DALLAS - It looks like a long haul for airlines before things return to normal and one of North Texas’ biggest employers may again resort to trimming its workforce.
Furlough notices are expected to go out Friday to more than 13,000 American Airlines employees.
Federal payroll support is set to expire on April 1. If Congress doesn’t extend the program, American Airlines will have to temporarily lay off pilots, flight attendants and other workers.
Airline labor union leaders said they expected the industry to have recovered more by now, but the slow vaccine rollout and new restrictions on international travel are keeping demand down.
It's been a tense time for airline workers, who are faced with the troubling reality that customer demand is not rebounding fast enough.
One economist said the airline industry needs to take action.
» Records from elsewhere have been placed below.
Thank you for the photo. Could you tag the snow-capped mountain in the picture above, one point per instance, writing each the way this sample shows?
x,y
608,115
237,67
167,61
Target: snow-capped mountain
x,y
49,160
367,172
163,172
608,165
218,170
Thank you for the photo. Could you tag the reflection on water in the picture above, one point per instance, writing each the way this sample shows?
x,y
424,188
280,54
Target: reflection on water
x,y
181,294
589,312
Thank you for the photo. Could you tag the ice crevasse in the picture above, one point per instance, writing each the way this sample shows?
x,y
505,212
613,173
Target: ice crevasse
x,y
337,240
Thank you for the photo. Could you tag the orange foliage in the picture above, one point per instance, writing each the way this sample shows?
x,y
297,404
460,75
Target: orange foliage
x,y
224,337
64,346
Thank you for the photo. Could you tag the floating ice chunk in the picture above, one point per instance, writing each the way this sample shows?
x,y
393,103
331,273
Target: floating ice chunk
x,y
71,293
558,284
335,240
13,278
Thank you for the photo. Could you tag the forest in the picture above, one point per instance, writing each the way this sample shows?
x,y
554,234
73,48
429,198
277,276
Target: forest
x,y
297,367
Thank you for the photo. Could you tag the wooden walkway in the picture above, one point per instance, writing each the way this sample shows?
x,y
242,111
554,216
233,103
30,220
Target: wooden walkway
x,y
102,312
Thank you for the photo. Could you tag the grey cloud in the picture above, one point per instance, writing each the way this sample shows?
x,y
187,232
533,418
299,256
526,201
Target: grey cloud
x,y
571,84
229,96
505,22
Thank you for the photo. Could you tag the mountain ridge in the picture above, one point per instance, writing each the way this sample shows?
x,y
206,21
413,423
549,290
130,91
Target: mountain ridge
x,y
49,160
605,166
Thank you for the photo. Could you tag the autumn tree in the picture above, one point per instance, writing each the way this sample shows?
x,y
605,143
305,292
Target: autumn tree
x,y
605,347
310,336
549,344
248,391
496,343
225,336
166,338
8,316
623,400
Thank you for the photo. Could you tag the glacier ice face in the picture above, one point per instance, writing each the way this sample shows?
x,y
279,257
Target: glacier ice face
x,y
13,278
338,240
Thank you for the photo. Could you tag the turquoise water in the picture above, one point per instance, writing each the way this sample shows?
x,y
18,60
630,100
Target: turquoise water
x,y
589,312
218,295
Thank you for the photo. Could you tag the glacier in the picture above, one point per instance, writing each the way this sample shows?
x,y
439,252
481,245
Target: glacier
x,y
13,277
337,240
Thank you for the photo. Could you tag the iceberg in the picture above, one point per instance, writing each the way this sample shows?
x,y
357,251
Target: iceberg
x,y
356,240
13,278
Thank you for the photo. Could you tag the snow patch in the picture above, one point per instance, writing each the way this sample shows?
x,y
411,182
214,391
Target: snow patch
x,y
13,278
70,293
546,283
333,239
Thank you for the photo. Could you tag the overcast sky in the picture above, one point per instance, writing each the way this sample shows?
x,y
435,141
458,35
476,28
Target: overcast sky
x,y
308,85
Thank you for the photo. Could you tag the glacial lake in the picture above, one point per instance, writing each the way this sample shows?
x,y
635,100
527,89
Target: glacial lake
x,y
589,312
American Airlines is warning employees of possible furloughs, and the airlines will fly 45% fewer flights heading into the summer, as customer demand remains low.
That's according to CEO Doug Parker.
As a result, Parker said in a memo that 13,000 WARN notices will be sent out Friday informing those employees of possible furloughs come April 1, when the latest round of federal emergency relief expires.
"We're working closely with our government affairs department," said Paul Hartshorn Jr., who is with the Association of Professional Flight Attendants (APFA).
Hartshorn said approximately 4,000 American Airlines flight attendants could be furloughed, opt for early retirement, or extended leave.
"We were certainly looking for a faster rebound. The vaccine rollout affects the demand for travel, right?" he added.
SMU economist Mike Davis isn't surprised by American's announcement.
"The economy is going to recover when the pandemic goes away," Davis said.
He said the airline industry will need to correct course to remain financially viable, without relying on another extension from the Payroll Support Program.
"We may not have an airline industry that looks like it did in 2019," he added. "There's been devastation all up and down this economy, hospitality, hotels, cruise lines, casino. Who do you prioritize in a situation like this, where a whole bunch of people have been hurt? We probably don't have enough money to bail everybody out."
Davis added that the best way for the industries to recover is for faster vaccine rollout.
"Our best hope for the pandemic to go away is to be aggressive with these vaccines," he said.
That’s a belief echoed by the APFA.
"This is going to come to an end, travel demand will return. It's a matter of getting the vaccine rolled out and getting people comfortable and safe to return to the skies again," Hartshorn said.
He added that morale at American Airlines is low, as employees wonder whether or not they'll have a job in a few months.
Still, he said, they continue to do their jobs with pride.
The union is lobbying Congress for more funding.
United Airlines also sent furlough warnings to 14,000 workers last week.
Delta, Southwest and Jet Blue have avoided involuntary job cuts.